Incognito joins IMC to access potential customers

  • September 8, 2021
  • Steve Rogerson
Pete Koat, Incognito’s COO

Incognito Software Systems, a Canada-based provider of broadband service orchestration and IoT management, has joined the IoT M2M Council (IMC).

The IMC is a trade association with 25,000 members. Incognito has joined to build awareness among potential customers and partners, as well as contribute and collaborate on the IoT ecosystem.

Incognito’s IoT device and service management platform has strengths in centralising the lifecycle management of multi-vendor devices leveraging multiple protocols, real-time big data collection and analytics, and end-to-end integration, providing a fit for the enterprise users and product makers that comprise the IMC’s rank-and-file adopter membership.

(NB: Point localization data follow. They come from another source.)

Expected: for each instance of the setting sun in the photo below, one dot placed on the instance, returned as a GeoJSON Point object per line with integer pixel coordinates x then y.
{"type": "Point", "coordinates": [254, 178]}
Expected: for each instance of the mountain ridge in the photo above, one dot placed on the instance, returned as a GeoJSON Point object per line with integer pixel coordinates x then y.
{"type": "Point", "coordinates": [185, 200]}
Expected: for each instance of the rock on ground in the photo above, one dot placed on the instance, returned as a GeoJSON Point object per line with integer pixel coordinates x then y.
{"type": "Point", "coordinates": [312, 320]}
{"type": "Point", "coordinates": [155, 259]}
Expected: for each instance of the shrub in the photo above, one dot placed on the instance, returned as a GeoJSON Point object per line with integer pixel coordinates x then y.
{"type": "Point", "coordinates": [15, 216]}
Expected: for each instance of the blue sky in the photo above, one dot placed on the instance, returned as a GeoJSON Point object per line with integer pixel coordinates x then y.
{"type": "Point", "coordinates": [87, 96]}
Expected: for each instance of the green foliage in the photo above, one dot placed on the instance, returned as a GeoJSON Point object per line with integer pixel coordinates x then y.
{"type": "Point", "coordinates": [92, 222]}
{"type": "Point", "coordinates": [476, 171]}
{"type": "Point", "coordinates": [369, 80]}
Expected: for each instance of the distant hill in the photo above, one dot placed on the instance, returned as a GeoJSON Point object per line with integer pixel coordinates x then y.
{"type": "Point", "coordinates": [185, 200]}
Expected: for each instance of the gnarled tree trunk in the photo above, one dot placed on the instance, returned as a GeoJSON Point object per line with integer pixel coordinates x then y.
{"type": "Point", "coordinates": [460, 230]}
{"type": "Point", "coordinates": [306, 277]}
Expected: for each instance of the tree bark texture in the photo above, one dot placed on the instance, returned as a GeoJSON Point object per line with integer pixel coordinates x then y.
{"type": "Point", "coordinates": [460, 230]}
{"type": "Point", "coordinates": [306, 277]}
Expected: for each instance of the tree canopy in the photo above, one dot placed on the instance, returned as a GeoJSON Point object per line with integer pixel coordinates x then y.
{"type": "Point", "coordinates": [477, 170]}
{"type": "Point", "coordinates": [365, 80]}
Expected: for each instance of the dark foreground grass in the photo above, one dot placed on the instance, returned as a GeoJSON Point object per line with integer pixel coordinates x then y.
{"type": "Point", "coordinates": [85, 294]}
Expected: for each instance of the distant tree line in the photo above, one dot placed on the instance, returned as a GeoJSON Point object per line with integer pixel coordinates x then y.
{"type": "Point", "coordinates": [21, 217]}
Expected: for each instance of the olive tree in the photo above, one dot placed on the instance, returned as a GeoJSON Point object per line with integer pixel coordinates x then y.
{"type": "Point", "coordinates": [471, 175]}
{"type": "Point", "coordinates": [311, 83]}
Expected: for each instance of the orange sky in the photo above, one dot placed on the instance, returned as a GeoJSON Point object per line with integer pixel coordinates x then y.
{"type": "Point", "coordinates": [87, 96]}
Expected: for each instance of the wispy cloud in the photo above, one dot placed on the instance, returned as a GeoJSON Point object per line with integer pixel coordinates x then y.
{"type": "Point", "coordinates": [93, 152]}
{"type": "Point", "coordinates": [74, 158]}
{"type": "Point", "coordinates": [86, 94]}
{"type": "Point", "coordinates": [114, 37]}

“We believe that Incognito can help solve the challenges of managing these complex digital ecosystems and improve interoperability to deliver complete end-to-end IoT device and service management,” said Pete Koat, Incognito’s COO, who will represent the company on the IMC’s board of governors. “By joining the IMC, Incognito has the opportunity to collaborate with other leaders in the IoT space and extend our reach into new markets with our IoT solution and IMC’s ecosystem.”

Sustaining, board-level membership in the IMC has exploded recently, increasing by over 50% since the start of the year to well over 30 companies that provide IoT products and services, including new additions of Microsoft, Arm and Quectel, among others. A main driver of the growth has been the success of the group’s online events, which routinely attract high-quality audiences, over 70% of whom identify as buyers of IoT technology.

The IMC also provides its membership with template RFP documents and guidelines for IoT procurement, software-widget surveying tools, an extensive online library of use-cases, and regular, push-content news channels.

“We welcome Incognito to the IMC board of governors and our growing list of IoT platform providers,” said IMC chairman Kim Bybjerg, vice president at Tata Communications. “I think that both the IMC’s adopter members and our sustainer companies will take a strong interest in the company’s technology as potential user and partners, respectively.”

The IMC is the largest trade group dedicated to the global IoT and M2M sector with more than 25,000 IoT enterprise users, product makers and designers, and apps developers that buy IoT products and services as members.

Board companies include Aeris, AVSystem, BeamLive, BICS, Blues Wireless, Digi International, FloLive, Gurtam, iBasis, Ignion, Incognito Software Systems, IoT Launch, Keyfactor, KORE, Losant, Microsoft Azure IoT, MultiTech, NimbeLink, Novotech, Pelion division of Arm, Pod Group, Quectel, Software AG, Somos, Taoglas, Tata Communications, Telit, Utimaco and Vodafone.